Authoring Anthropic Skills

This chapter explains how an Anthropic-style skill bundle should be structured if the goal is to match the current parser and preparation logic of the subsystem.

Descriptor Format

The normative descriptor file for this family is SKILL.md in uppercase. The subsystem reads that file through a dedicated parser rather than through the generic markdown parser used by the other skill families. The parser supports optional frontmatter delimited by ---. If frontmatter contains name:, that value becomes the skill name. Otherwise the first top-level heading becomes the name. If neither is present, the folder name becomes the fallback skill name.

The body of the file is then split into sections by markdown headings. Unlike some of the other families, the subsystem does not enforce a narrow fixed set of section names here. What matters is that the raw body remains coherent enough to serve as a loop-session system prompt. This means the file should be written as operational guidance rather than as loose narrative description.

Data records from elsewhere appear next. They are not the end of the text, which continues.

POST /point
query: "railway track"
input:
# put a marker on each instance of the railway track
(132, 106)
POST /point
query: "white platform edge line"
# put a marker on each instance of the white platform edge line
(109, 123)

The practical consequence is that instructional quality matters directly. Since the raw body becomes part of the session prompt, vague text becomes a runtime problem rather than merely a documentation issue.

Optional Helper Folders

The current subsystem recognizes scripts/ and resources/. Files under scripts/ are discoverable through the runtime tool run-script. Files under resources/ are discoverable through the runtime tool get-resource. These two folders are therefore part of the prepared skill surface.

Minimal Anthropic skill layout

  • skills/
    • pdf-lite/
      • SKILL.md
      • scripts/
      • resources/

The assets/ folder may still be used in a skill bundle for auxiliary files, but it is not loaded into the session context at runtime by the Anthropic subsystem. In practice, assets/ should be treated as repository storage rather than as an active runtime surface.

Minimal Example

A compact example, taken from the repository’s own Anthropic skill fixtures, looks as follows.

---
name: pdf-lite
description: Use for simple text-based PDF checks when the PDF content is provided as plain text.
---

# PDF Lite

## Overview
This skill evaluates plain-text PDF content against a checklist.

## Inputs
- **pdf_text**: The PDF content pasted as plain text.

## Steps
1. Use `get-resource` to read `resources/checklist.md`.
2. Check the provided text for each required item.
3. Output a PASS/FAIL line per item and a short summary.

This example illustrates the intended style. The file is concise, operational, and written as direct behavioral guidance for the runtime rather than as detached documentation.